En outre, le compte procède à la répartition de la part variable (ou part dynamique de la ressource régionale pour l'apprentissage) selon des critères spécifiques ayant trait à la proportion de la taxe d'apprentissage au niveau national redistribuée à l'échelon régional (60%), au nombre d'apprentis préparant un diplôme inférieur au bac (26%) et supérieur à ce niveau (14 %).

En revanche, le compte ne retrace pas l'évolution de la partie de la taxe intérieure de consommation sur les produits énergétiques (TICPE), qui constitue, au côté de la fraction régionale de la taxe d'apprentissage, l'autre volet de la ressource régionale pour l'apprentissage .

Votre rapporteur pour avis déplore la complexité de la réforme du financement de l'apprentissage, qui rend très difficile un examen parlementaire des compensations attribuées aux régions.

Par ailleurs, il constate qu'aucun document ne permet à l'heure actuelle d'étayer ou de réfuter l'argument selon lequel certains conseils régionaux utiliseraient une partie des crédits attribués par l'Etat à d'autres fins que le financement de l'apprentissage.
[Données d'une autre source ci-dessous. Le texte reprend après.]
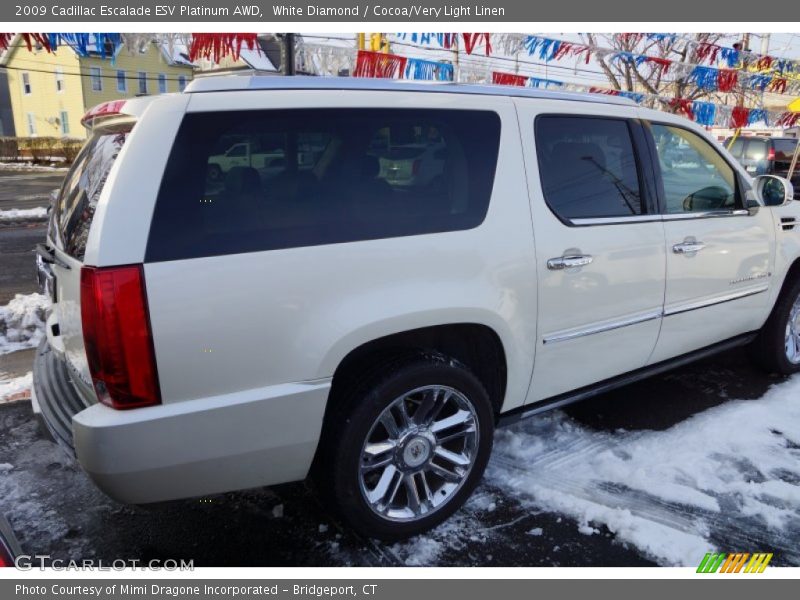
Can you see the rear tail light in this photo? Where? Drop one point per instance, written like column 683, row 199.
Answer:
column 117, row 336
Interrogée par votre rapporteur pour avis, la délégation générale à l'emploi et à la formation professionnelle a indiqué qu'une mission avait été récemment confiée à l'inspection générale des affaires sociales (Igas) pour élaborer une méthodologie de contrôle, et que les contrôles ponctuels réalisés ne faisaient pas apparaître de situations anormales.
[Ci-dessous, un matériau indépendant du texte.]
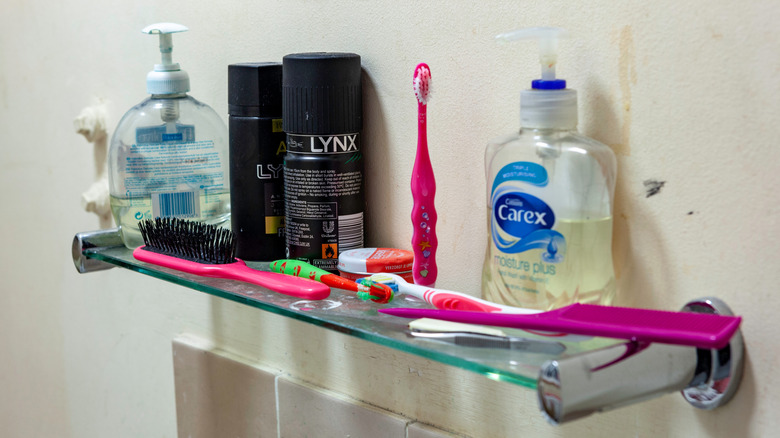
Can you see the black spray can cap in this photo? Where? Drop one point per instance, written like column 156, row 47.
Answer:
column 322, row 93
column 255, row 89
Dans un souci de transparence et de lisibilité des comptes publics, votre rapporteur pour avis demande par conséquent au Gouvernement d'élaborer un jaune budgétaire qui retracerait l'effort de la Nation en faveur de l'emploi et de l'apprentissage, afin de discerner clairement la contribution de l'Etat et des régions.
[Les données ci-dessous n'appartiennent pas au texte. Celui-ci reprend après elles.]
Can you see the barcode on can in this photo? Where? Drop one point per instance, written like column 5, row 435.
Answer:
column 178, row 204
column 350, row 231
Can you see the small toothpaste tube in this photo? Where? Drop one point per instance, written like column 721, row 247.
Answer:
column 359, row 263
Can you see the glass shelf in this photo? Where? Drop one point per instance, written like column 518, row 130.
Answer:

Figure n° 18 : Effort public en faveur de l'apprentissage entre 2014 et 2016

(en millions d'euros)

Effort financier Etat

2014

2015

2016

Indemnité compensatrice forfaitaire (prime à l'apprentissage)

431
dont 117 TICPE

280
dont 255 TICPE

234 (TICPE)

Exonération des cotisations sociales

1 156

1 276

1 249

Crédit d'impôt

435

400

410

Exonérations Impôt sur le revenu

335

355

375

Aide au recrutement

-

36

60 TICPE (prévisionnel)

Aide TPE-Jeunes apprentis

-

23

222

Affectation de TICPE pour compléter la ressource régionale à l'apprentissage

-

146

148

Total ETAT

2 357

2 516

2 698

Total ETAT hors primes Régions

1 926

2 200

2 404

Evolution des ressources « taxes »
TA / CDA et CSA

avant/après réforme*

2014

2015

2016

Régions

1 572

1 491

1 494

CFA et SA

878
dont 150
en provenance
du barème

1 010

1 012

Ecoles et organismes (hors CFA)

744

672

674

Total taxes

3 194

3 173

3 180

Total effort apprentissage (hors écoles - barème)

4 807

5 017

5 204

Source : DGEFP

2. Des crédits stables par rapport à 2015

Les recettes du compte d'affectation spéciale atteindront 1,49 milliard d'euros en AE et CP l'an prochain, soit le même niveau que celui prévu cette année par le PLF 2015.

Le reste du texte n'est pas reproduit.